Dell, of course, was himself quite the torch-bearer for the DIY audio hobby, as well as having published a now forgotten magazine called ComputerSmyth dedicated to DIY development of microcomputer systems and peripherals. The problem with this was at the time that if you designed new hardware, there was no software to run on it. I think the magazine was published between 1989 and 1992 or so. It was about a year later that Linus Torvalds released his kernel that made it possible to take the huge body of GNU Free Software Foundation Unix-like programs and build them out into a free OS with source you could compile for your esoteric platform. He missed the boat by maybe a year or two.
In a sense, great authors live forever in their books. Consider Robert Pease and Jim Williams, the story of whose intertwined passings I am sure you are familiar with. These guys were fortunate enough to have their excellent books published by established houses and well distributed. Another electronics example is the late Joe Carr, K4IPV, SK. He was a fine writer and I learned a great deal from his books. Unfortunately, he was published by the shoddy and generally crummy G/L-TAB imprint of McGraw Hill , the average quality of whose offerings is dismal, and when they did have a useful title dropped in their laps (they did no useful editing and provided little guidance to authors) tended to let it run out of print due to dismal marketing. (Aside from Carr, Eric Lowdon’s Practical Transformer Design Handbook quickly comes to mind.
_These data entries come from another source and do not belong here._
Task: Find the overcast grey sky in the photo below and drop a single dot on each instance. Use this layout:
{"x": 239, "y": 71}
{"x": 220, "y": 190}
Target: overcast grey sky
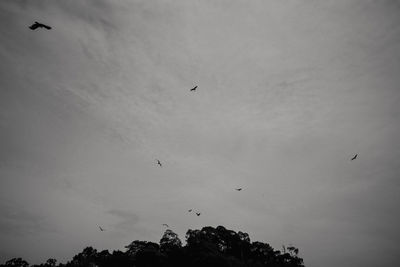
{"x": 288, "y": 92}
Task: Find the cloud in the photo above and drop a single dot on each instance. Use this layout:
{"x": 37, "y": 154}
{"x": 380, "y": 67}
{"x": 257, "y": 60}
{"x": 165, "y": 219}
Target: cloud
{"x": 127, "y": 219}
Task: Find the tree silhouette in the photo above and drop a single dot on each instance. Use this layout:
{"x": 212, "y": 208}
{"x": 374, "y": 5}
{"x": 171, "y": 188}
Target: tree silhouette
{"x": 211, "y": 247}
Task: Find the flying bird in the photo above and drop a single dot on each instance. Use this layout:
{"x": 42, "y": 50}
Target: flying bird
{"x": 36, "y": 25}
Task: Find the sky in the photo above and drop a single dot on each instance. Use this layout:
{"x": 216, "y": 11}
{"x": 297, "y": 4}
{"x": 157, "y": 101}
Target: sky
{"x": 288, "y": 92}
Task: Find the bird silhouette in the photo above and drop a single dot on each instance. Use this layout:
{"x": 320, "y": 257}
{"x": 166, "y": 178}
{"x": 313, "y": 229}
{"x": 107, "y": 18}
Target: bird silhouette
{"x": 36, "y": 25}
{"x": 159, "y": 163}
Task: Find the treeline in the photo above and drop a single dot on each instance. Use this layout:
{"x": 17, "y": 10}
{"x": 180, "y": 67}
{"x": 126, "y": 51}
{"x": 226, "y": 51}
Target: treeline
{"x": 214, "y": 247}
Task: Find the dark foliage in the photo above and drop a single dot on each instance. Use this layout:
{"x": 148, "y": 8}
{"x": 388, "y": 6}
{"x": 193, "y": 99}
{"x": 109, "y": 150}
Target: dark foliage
{"x": 213, "y": 247}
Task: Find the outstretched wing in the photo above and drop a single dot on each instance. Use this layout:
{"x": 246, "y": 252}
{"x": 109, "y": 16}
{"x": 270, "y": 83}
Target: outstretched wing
{"x": 34, "y": 26}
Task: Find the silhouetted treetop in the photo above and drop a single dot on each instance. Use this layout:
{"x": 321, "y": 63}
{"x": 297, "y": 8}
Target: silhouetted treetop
{"x": 211, "y": 247}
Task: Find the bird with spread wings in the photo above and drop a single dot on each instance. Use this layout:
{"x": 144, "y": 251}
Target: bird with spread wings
{"x": 36, "y": 25}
G. Randy Slone’s offerings also somewhat come to mind, though his books would have severely benefitted from aggressive use of the blue pencil as he throws in irrelevant and inflammatory opinions throughout the text: he was of the belief that all other designs other than his pet circuit were no good, and that those who thought otherwise were deluded. That said, his pet circuit did work well a far as what it was intended to do and one can build a usable unit at modest cost with his information.)